In the original SIFT implementation (Object Recognition From Local Scale-Invariant Features, Proceedings of the International Conference on Computer Vision, Vol. 2, pp. 1150-1157), David Lowe suggested using k-d trees to perform the search. K-dimensional trees are essentially k-dimensional generalizations of standard binary search trees. (See J. L. Bentley, Multidimensional Binary Search Trees Used for Associative Searching, Communications of the ACM, 18(9):509-517, 1975, and J. H. Friedman, J. L. Bentley, and R. A. Finkel, An Algorithm for Finding Best Matches in Logarithmic Expected Time. ACM Trans. Math. Softw. 3, 3, 209-226, 1977). It is well known that k-dimensional trees (k-d trees) fundamentally require a logarithmic number of operations (with respect to the size of the database) to perform a search. It is also known that k-d trees are naturally suitable to find nearest (feature) matches in L-infinity metric, and their use for fast search using other metrics is more complicated.
So-called “vocabulary trees” is another example of a prior art algorithm which is based on tree-structured quantization of the space containing set of features in the database. It can be optimal for broad range of distance metrics, but it is computationally complex (finding nearest match at each level is an exhaustive search operation). The term “vocabulary trees” for computer vision implementations is discussed by: D. Nister and H. Stevenius, Scalable Recognition with a Vocabulary Tree, IEEE Conference for Computer Vision and Pattern Recognition (CVPR) 2006.
Both k-d trees and vocabulary trees use some fixed cardinality (say K) of their nodes, which implies that the search time will be logarithmic with respect to the size of the database being searched. Therefore, a method is needed to reduce the logarithmic search time for matches in a descriptor database.
SUMMARYThe following presents a simplified summary of one or more embodiments in order to provide a basic understanding of some embodiments. This summary is not an extensive overview of all contemplated embodiments, and is intended to neither identify key or critical elements of all embodiments nor delineate the scope of any or all embodiments. Its sole purpose is to present some concepts of one or more embodiments in a simplified form as a prelude to the more detailed description that is presented later.
A method for generating a descriptor tree data structure is provided. A plurality of descriptors is obtained for one or more images, where each descriptor is defined within a multi-dimensional descriptor space. For instance, the multi-dimensional descriptor space may be a bounded, k-dimensional value space, where k is an integer greater or equal to two.
The plurality of descriptors is then partitioned into nodes of a tree data structure, where the number of nodes in such partitioning is a function of the number of descriptors in the plurality of descriptors. The descriptors may be representative of local features in an image.
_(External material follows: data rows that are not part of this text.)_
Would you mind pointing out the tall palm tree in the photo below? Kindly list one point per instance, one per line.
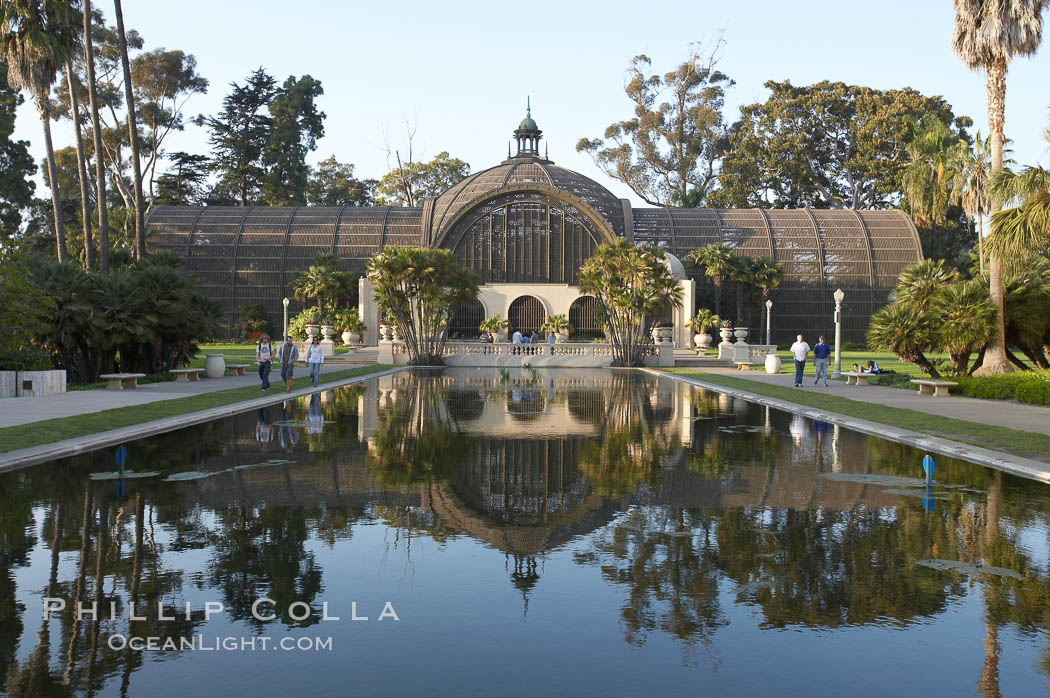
(987, 35)
(972, 190)
(38, 39)
(938, 159)
(100, 166)
(717, 262)
(140, 205)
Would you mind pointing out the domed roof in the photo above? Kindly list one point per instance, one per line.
(516, 174)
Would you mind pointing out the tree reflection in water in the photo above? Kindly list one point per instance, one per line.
(685, 502)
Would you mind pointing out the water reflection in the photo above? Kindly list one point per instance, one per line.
(690, 506)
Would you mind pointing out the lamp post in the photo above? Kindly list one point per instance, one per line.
(838, 333)
(769, 315)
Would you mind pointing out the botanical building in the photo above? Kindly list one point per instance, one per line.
(526, 226)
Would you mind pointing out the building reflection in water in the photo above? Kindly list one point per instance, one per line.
(669, 493)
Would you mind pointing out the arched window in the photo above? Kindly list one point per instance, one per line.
(524, 238)
(583, 317)
(464, 320)
(526, 314)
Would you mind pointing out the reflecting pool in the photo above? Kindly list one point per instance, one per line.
(572, 532)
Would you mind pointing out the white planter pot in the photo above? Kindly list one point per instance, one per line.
(214, 365)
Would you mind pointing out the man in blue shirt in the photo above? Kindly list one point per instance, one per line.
(820, 354)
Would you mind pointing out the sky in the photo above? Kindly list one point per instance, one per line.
(460, 71)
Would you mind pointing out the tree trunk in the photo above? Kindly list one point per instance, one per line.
(53, 174)
(85, 208)
(100, 166)
(140, 205)
(995, 360)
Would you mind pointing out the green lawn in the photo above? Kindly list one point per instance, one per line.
(24, 436)
(1023, 443)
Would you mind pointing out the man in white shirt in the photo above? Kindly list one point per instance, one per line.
(315, 359)
(800, 351)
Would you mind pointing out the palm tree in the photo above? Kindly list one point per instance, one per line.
(717, 262)
(938, 157)
(986, 36)
(39, 37)
(972, 192)
(100, 166)
(767, 274)
(140, 206)
(81, 167)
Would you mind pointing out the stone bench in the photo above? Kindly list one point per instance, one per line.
(855, 378)
(186, 375)
(121, 381)
(937, 388)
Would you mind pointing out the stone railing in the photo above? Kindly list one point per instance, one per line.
(477, 354)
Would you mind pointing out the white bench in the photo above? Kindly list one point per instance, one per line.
(855, 378)
(121, 381)
(937, 388)
(186, 375)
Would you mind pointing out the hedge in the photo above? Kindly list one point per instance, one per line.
(1030, 386)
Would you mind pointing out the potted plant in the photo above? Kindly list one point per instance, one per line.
(496, 326)
(558, 324)
(699, 324)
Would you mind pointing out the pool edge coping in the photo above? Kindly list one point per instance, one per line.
(1016, 465)
(35, 455)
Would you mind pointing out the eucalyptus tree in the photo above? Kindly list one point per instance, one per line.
(630, 283)
(716, 260)
(38, 38)
(987, 36)
(420, 288)
(100, 167)
(140, 204)
(667, 152)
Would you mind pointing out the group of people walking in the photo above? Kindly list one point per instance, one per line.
(286, 356)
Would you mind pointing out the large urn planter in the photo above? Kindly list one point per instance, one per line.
(214, 365)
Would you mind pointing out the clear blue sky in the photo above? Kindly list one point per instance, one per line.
(461, 70)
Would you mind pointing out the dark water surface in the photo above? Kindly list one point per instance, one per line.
(564, 532)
The nodes having more than two descriptors are then sub-partitioned into sub-nodes of the tree data structure until two or fewer descriptors remain per sub-node, where such sub-partitioning is a function of the number of descriptors remaining in each such node. The descriptor tree data structure may be stored for subsequent use in descriptor matching. For instance, a query descriptor for a query image may be subsequently obtained. The tree data structure is then iteratively traversed by progressively selecting nodes encompassing the query descriptor until a final node is reached. One or more descriptors are selected in the final node as a match with the query descriptor.
Such partitioning and sub-partitioning may also be a function of a dimensionality of such descriptors. For instance, for 2-dimensional descriptors the partitioning and sub-partitioning is based on a square root of the number of descriptors for a particular node. In another example, for 3-dimensional descriptors the partitioning and sub-partitioning is based on a cubic root of the number of descriptors for a particular node. In a general example, for k-dimensional descriptors the partitioning and sub-partitioning is based on a k-th root of the number of descriptors for a particular node, where k is an integer greater than or equal to four.
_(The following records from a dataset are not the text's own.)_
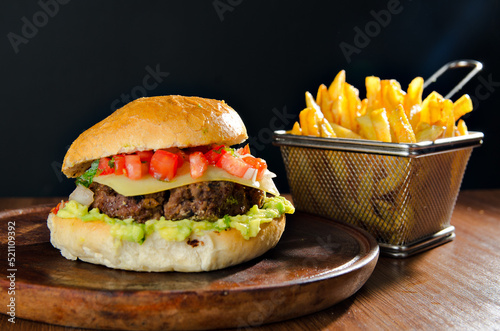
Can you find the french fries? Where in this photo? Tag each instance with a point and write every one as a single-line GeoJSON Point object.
{"type": "Point", "coordinates": [387, 114]}
{"type": "Point", "coordinates": [375, 188]}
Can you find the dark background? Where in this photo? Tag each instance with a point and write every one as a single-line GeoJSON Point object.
{"type": "Point", "coordinates": [71, 68]}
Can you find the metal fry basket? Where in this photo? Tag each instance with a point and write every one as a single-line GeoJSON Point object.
{"type": "Point", "coordinates": [403, 194]}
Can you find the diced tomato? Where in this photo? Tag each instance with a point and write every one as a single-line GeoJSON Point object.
{"type": "Point", "coordinates": [59, 206]}
{"type": "Point", "coordinates": [134, 166]}
{"type": "Point", "coordinates": [198, 164]}
{"type": "Point", "coordinates": [244, 150]}
{"type": "Point", "coordinates": [256, 163]}
{"type": "Point", "coordinates": [104, 168]}
{"type": "Point", "coordinates": [183, 157]}
{"type": "Point", "coordinates": [214, 154]}
{"type": "Point", "coordinates": [144, 168]}
{"type": "Point", "coordinates": [212, 157]}
{"type": "Point", "coordinates": [164, 165]}
{"type": "Point", "coordinates": [233, 165]}
{"type": "Point", "coordinates": [119, 161]}
{"type": "Point", "coordinates": [145, 155]}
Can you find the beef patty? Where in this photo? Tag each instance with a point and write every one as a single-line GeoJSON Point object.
{"type": "Point", "coordinates": [197, 201]}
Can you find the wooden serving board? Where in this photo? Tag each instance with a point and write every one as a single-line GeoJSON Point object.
{"type": "Point", "coordinates": [316, 264]}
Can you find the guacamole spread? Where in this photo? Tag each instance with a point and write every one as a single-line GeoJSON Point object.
{"type": "Point", "coordinates": [248, 224]}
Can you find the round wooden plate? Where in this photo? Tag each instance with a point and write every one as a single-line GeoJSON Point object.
{"type": "Point", "coordinates": [316, 264]}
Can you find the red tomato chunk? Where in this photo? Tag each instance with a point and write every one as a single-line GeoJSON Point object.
{"type": "Point", "coordinates": [164, 165]}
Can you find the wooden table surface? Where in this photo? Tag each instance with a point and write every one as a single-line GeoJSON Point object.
{"type": "Point", "coordinates": [453, 286]}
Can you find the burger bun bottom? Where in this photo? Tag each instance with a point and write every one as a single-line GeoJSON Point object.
{"type": "Point", "coordinates": [92, 242]}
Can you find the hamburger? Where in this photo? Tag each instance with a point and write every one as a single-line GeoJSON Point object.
{"type": "Point", "coordinates": [161, 187]}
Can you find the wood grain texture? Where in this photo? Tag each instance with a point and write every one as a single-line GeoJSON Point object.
{"type": "Point", "coordinates": [455, 285]}
{"type": "Point", "coordinates": [316, 264]}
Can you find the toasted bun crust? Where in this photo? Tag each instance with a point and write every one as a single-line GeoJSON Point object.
{"type": "Point", "coordinates": [154, 123]}
{"type": "Point", "coordinates": [92, 242]}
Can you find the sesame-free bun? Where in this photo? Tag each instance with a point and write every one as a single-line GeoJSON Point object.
{"type": "Point", "coordinates": [153, 123]}
{"type": "Point", "coordinates": [92, 242]}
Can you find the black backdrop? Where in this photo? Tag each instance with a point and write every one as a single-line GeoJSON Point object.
{"type": "Point", "coordinates": [66, 65]}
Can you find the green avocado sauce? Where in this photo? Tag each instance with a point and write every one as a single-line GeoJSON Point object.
{"type": "Point", "coordinates": [248, 224]}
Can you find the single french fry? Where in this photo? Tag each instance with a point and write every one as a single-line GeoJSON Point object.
{"type": "Point", "coordinates": [342, 132]}
{"type": "Point", "coordinates": [312, 122]}
{"type": "Point", "coordinates": [449, 119]}
{"type": "Point", "coordinates": [414, 117]}
{"type": "Point", "coordinates": [345, 117]}
{"type": "Point", "coordinates": [427, 132]}
{"type": "Point", "coordinates": [311, 104]}
{"type": "Point", "coordinates": [366, 127]}
{"type": "Point", "coordinates": [400, 126]}
{"type": "Point", "coordinates": [431, 108]}
{"type": "Point", "coordinates": [296, 129]}
{"type": "Point", "coordinates": [392, 94]}
{"type": "Point", "coordinates": [413, 94]}
{"type": "Point", "coordinates": [336, 110]}
{"type": "Point", "coordinates": [364, 105]}
{"type": "Point", "coordinates": [325, 129]}
{"type": "Point", "coordinates": [353, 105]}
{"type": "Point", "coordinates": [381, 125]}
{"type": "Point", "coordinates": [372, 93]}
{"type": "Point", "coordinates": [335, 89]}
{"type": "Point", "coordinates": [462, 128]}
{"type": "Point", "coordinates": [462, 106]}
{"type": "Point", "coordinates": [324, 102]}
{"type": "Point", "coordinates": [303, 122]}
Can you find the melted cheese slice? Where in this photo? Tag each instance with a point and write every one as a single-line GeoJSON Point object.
{"type": "Point", "coordinates": [147, 184]}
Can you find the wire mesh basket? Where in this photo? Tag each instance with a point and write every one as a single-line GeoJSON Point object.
{"type": "Point", "coordinates": [403, 194]}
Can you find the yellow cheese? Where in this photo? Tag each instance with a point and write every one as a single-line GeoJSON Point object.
{"type": "Point", "coordinates": [147, 184]}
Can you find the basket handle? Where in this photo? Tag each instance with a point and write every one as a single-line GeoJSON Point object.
{"type": "Point", "coordinates": [478, 66]}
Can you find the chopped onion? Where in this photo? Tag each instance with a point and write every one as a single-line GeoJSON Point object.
{"type": "Point", "coordinates": [82, 195]}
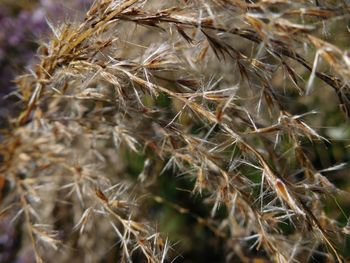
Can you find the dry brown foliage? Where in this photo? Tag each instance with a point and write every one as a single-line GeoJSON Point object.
{"type": "Point", "coordinates": [226, 69]}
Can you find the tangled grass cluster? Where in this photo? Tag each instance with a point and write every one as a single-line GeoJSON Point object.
{"type": "Point", "coordinates": [202, 90]}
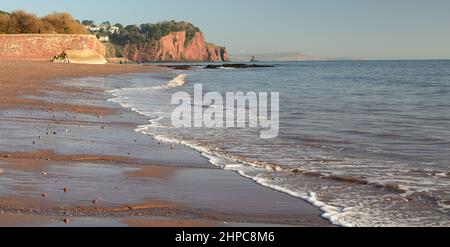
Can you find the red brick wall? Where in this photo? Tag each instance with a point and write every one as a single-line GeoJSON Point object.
{"type": "Point", "coordinates": [45, 46]}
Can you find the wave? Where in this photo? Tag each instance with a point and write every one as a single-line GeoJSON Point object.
{"type": "Point", "coordinates": [178, 81]}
In one example, the partitioning and/or sub-partitioning may be based on a non-linear function. For instance, for a k-dimensional descriptor space, a number of partitions GN when N descriptors are present is given by GN=floor(kth-root(N)+0.5).
Similarly, a device is provided for generating a descriptor tree data structure. The device may include a storage device and a processing circuit. The storage device may be adapted to store a descriptor tree data structure. The processing circuit may be adapted to: (a) obtain a plurality of descriptors for one or more images, each descriptor defined within a multi-dimensional descriptor space; (b) partition the plurality of descriptors into nodes of a tree data structure, where the number of nodes in such partitioning is a function of the number of descriptors in the plurality of descriptors; (c) sub-partition nodes having more than two descriptors into sub-nodes of the tree data structure until two or fewer descriptors remain per sub-node, where such sub-partitioning is a function of the number of descriptors remaining in each such node. Such partitioning and sub-partitioning may also be a function of a dimensionality of the multi-dimensional descriptor space; (d) obtain a query descriptor for a query image; (e) iteratively traverse the tree data structure by progressively selecting nodes encompassing the query descriptor until a final node is reached; and/or (f) select one or more descriptors in the final node as a match with the query descriptor.
A method for descriptor matching is also provided. A tree data structure is obtained including one or more descriptors arranged in a plurality of nodes, wherein the one or more descriptors span a multi-dimensional descriptor space and are partitioned into nodes as a function of the number of descriptors remaining in each node and/or the dimensionality of the descriptor value space. The plurality of descriptors may be obtained from one or more images to build the tree data structure. Nodes having more than two descriptors are sub-partitioned into sub-nodes until two or fewer descriptors remain per sub-node, where such sub-partitioning is a function of the number of descriptors remaining in each such node. The plurality of descriptors in the tree data structure may be partitioned as a function of a dimensionality of such descriptors. A query descriptor may be obtained for a query image. The tree data structure is iteratively traversed by progressively selecting nodes encompassing the query descriptor until a final node is reached. One or more descriptors may be selected in the final node as a match with the query descriptor. For k-dimensional descriptors, the partitioning of the plurality of descriptors of the tree data structure may be based on a k-th root of the number of descriptors for a particular node, where k is an integer greater than or equal to two.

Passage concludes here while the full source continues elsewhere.